There is no story there and I do not like movies or plays that do not have stories.
2002.
It’s Romeo and Juliet. Probably the most famous of all stories. I do admit your opinion of what you haven’t seen is very valuable….
And not the good parts either.
I do admit your opinion of what you haven’t seen is very valuable….
Enjoy snacking from the litter box.
I’ve seen it multiple times now and I’m pretty comfortable saying that it’s the best cinematic adaptation of a Broadway musical ever made. It’s helped by the fact that it was directed by a cinematic genius and the score by the most talented musician ever born in the United States (Leonard Bernstein) is the best ever written for a Broadway musical.
Completely irrelevant.
But still irreverent 😂 (BTW: subtitles were appropriate and my Spanish-speaking wife agrees).
Shouldn’t be an impediment.
Pyramus and Thisbe
A corollary to just how “popular” the songs from WSS are would be the musical “Chicago. The current revival has been running on Broadway for 25 years and still going. The 2002 film was a big hit and won the “Best Picture” Oscar. Yet how many people really know any of the songs? Does an average person in the street know songs like “All That Jazz” or “Cell Block Tango”? That suggests it’s far more niche than people realize.
Theaters declined as society did.
Yeah but the Chicago movie had Richard Gere, Rene Zellwiger and Catherine Zeta Jones all right around peak popularity. And it didn’t have the baggage WSS had, because it was niche. Everybody conceptually knows WSS. It has name recognition without necessarily having popularity or draw. It’s very much in the “that thing my mom/grandma liked”. While Chicago got to come in fresh really. It had never been the cultural landmark WSS was. I doubt more than a dozen people who saw the 2002 film had seen the 1927 film, and I doubt most had seen any of the stage versions. So it got to come in as a “new” movie. WSS can never do that. Any new rendition of WSS, even the various Broadway revivals, has to drag the past with it, and is automatically limited to a largely nostalgic audience.

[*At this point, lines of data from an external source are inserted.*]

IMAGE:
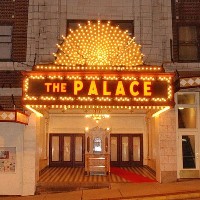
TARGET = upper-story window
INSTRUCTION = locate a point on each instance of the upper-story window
(187, 105)
(5, 42)
(123, 24)
(188, 43)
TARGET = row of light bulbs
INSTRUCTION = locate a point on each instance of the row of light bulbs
(56, 67)
(95, 107)
(105, 99)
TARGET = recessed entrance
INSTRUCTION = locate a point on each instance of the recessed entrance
(66, 150)
(126, 149)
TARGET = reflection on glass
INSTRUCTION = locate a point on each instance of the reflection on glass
(187, 118)
(113, 148)
(97, 145)
(55, 148)
(78, 149)
(67, 148)
(186, 98)
(125, 152)
(188, 151)
(136, 148)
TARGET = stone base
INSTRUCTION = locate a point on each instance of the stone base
(168, 176)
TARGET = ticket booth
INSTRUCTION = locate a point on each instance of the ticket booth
(97, 151)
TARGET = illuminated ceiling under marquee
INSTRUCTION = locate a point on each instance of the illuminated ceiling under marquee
(98, 66)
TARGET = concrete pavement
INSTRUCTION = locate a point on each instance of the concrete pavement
(142, 191)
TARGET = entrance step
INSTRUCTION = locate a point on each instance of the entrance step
(44, 188)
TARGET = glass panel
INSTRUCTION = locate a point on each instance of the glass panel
(78, 148)
(67, 148)
(187, 33)
(188, 52)
(187, 118)
(55, 148)
(186, 98)
(188, 150)
(125, 152)
(113, 148)
(97, 145)
(136, 148)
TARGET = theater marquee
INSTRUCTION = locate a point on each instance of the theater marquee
(120, 90)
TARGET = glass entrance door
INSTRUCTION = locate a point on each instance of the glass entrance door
(66, 150)
(126, 149)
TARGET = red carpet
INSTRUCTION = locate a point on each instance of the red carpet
(130, 176)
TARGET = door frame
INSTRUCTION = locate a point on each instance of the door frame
(61, 162)
(129, 163)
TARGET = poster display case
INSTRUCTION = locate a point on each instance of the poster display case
(7, 159)
(97, 154)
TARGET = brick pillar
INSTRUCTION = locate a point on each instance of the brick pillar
(166, 159)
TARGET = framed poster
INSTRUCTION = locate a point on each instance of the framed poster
(7, 159)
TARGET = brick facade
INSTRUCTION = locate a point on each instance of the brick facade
(15, 13)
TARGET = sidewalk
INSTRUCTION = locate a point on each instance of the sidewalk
(142, 191)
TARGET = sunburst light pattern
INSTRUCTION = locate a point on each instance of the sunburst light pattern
(98, 44)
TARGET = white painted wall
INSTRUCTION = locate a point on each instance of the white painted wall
(11, 135)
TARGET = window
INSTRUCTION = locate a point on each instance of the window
(123, 24)
(187, 110)
(5, 42)
(188, 43)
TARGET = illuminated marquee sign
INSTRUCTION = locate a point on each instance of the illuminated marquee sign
(83, 90)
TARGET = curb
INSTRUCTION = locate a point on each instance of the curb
(170, 196)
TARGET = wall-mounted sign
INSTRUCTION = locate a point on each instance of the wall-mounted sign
(102, 90)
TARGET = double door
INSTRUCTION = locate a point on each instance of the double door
(69, 150)
(126, 149)
(66, 150)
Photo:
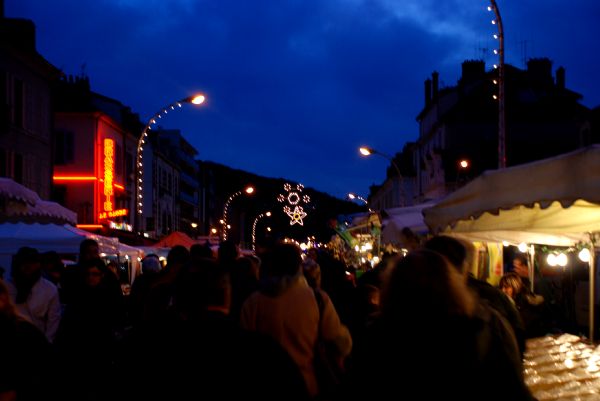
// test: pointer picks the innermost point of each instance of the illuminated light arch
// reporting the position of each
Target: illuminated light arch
(295, 198)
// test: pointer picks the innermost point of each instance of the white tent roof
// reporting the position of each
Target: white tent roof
(12, 190)
(554, 201)
(49, 237)
(401, 217)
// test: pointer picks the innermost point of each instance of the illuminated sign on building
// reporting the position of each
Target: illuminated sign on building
(113, 213)
(109, 168)
(108, 183)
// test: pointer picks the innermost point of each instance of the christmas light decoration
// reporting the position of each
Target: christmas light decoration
(196, 100)
(294, 197)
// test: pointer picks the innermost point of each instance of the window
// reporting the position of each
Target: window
(3, 163)
(19, 98)
(63, 148)
(18, 168)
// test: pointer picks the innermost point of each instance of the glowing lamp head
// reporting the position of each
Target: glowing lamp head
(584, 255)
(365, 151)
(198, 99)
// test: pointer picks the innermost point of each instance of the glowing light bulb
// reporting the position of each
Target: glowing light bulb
(562, 260)
(584, 255)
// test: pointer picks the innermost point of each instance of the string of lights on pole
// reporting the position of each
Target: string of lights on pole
(197, 100)
(260, 216)
(353, 196)
(248, 190)
(499, 81)
(294, 197)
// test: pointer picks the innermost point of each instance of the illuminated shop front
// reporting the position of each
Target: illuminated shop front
(95, 187)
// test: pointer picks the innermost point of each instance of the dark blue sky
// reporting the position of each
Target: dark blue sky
(295, 86)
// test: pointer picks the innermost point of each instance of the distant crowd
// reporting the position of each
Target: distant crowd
(281, 325)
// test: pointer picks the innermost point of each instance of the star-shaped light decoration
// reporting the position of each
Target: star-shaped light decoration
(296, 215)
(294, 197)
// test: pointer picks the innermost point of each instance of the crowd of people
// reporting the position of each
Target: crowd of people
(278, 325)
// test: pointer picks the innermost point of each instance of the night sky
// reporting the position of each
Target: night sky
(295, 86)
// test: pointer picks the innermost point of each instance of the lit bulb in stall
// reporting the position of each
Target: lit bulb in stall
(584, 255)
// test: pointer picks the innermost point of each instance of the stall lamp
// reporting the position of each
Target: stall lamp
(584, 255)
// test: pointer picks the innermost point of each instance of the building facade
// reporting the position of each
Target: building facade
(460, 123)
(94, 155)
(26, 81)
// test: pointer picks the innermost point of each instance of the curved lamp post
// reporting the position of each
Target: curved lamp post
(139, 165)
(260, 216)
(248, 190)
(353, 196)
(500, 82)
(367, 151)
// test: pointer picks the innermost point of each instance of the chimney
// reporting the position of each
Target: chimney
(540, 71)
(472, 70)
(560, 78)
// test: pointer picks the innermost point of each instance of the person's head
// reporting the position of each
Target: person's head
(113, 267)
(456, 251)
(423, 287)
(177, 257)
(52, 266)
(198, 251)
(151, 264)
(228, 252)
(88, 249)
(94, 271)
(205, 287)
(511, 284)
(312, 272)
(282, 260)
(313, 253)
(26, 265)
(521, 265)
(7, 309)
(26, 271)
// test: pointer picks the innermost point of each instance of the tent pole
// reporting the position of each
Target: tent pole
(592, 290)
(531, 269)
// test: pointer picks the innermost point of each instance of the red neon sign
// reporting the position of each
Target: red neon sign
(112, 213)
(109, 166)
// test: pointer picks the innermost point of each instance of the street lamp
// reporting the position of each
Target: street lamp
(367, 151)
(139, 166)
(249, 191)
(260, 216)
(501, 98)
(353, 196)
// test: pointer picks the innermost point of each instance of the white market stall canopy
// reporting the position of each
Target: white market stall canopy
(20, 204)
(63, 239)
(554, 201)
(395, 219)
(50, 237)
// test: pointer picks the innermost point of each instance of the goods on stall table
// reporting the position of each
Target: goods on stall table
(564, 367)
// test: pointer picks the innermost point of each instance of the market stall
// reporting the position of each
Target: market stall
(553, 202)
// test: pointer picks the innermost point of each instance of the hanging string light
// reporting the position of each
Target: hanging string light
(197, 100)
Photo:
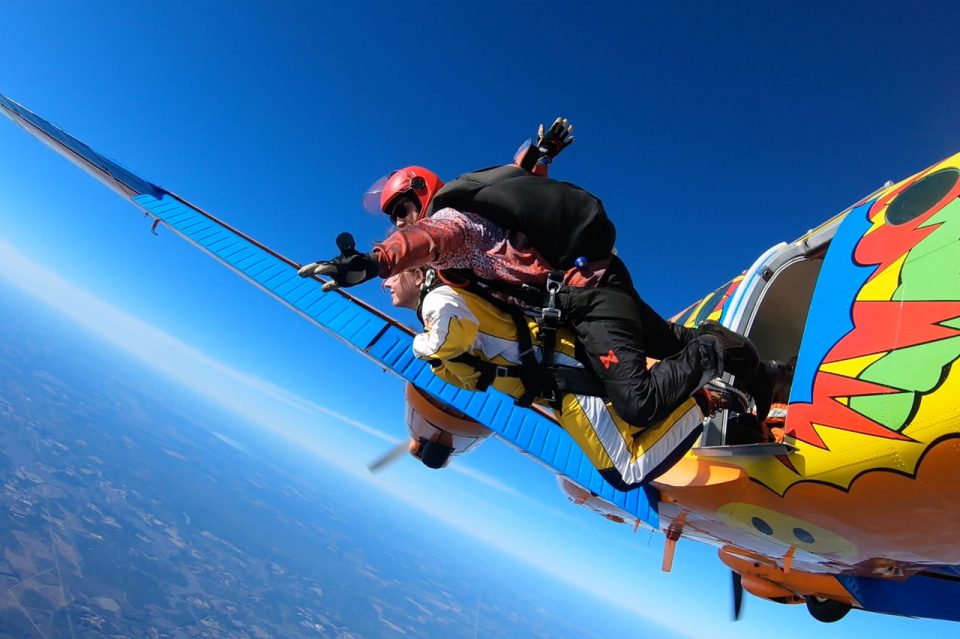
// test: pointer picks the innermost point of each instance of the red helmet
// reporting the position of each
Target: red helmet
(416, 182)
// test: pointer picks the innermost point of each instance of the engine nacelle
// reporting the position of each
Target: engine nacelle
(439, 431)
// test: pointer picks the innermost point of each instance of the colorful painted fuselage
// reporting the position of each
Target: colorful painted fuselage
(873, 488)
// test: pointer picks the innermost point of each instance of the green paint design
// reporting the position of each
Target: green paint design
(915, 368)
(890, 410)
(932, 268)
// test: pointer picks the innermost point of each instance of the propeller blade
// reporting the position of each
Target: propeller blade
(391, 456)
(737, 594)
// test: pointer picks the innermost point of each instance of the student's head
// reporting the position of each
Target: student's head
(405, 288)
(403, 195)
(432, 452)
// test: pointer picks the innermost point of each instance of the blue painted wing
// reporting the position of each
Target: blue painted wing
(363, 328)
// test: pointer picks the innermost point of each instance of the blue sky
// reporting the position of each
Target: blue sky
(710, 130)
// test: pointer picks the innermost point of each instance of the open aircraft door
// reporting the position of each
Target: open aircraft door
(869, 303)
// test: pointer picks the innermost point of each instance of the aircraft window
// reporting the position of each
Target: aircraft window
(762, 526)
(921, 196)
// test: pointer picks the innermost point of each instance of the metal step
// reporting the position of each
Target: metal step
(770, 449)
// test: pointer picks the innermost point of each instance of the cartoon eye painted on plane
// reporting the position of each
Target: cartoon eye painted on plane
(785, 529)
(931, 191)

But the new WSS has Ansel Elgort and Rachel Zegler! Both at the peak of their...:) Interesting that “Chicago” was nostalgic *by design* when it was written in the ‘70s. WSS was cutting edge as far as Broadway musicals were concerned. It was considered difficult and discordant.
I wouldn’t say the Fosse version was nostalgic, more anti-nostalgic, satirizing nostalgia along with a lot of other stuff.
Then WSS became “the standard”. Then like so many “standards” it became “old people” fair. WSS in a lot of ways is Wizard of Oz. There have been a lot of attempts to do adaptations of that. Either the movie, or going back to the books. And they’ve mostly failed in the market, because you just can’t redo WOO without automatically dragging Judy Garland and those damn red slippers into people’s brains. Wicked is really the only thing to have any success in that, and it cheated by riding the “maybe the bad guy wasn’t bad” wave that had become popular in that time frame. That gave it a lot of separation and really allowed it to stand on its own. Also avoiding having Wizard or Oz in the title probably helped.
I’m feeling really old.
When I was a kid, to see a “new” motion picture you had to go to a theater. IF they, in a couple of years, featured the movie during ABC’s Sunday Night at the Movies it would be chopped up, edited and full of commercials.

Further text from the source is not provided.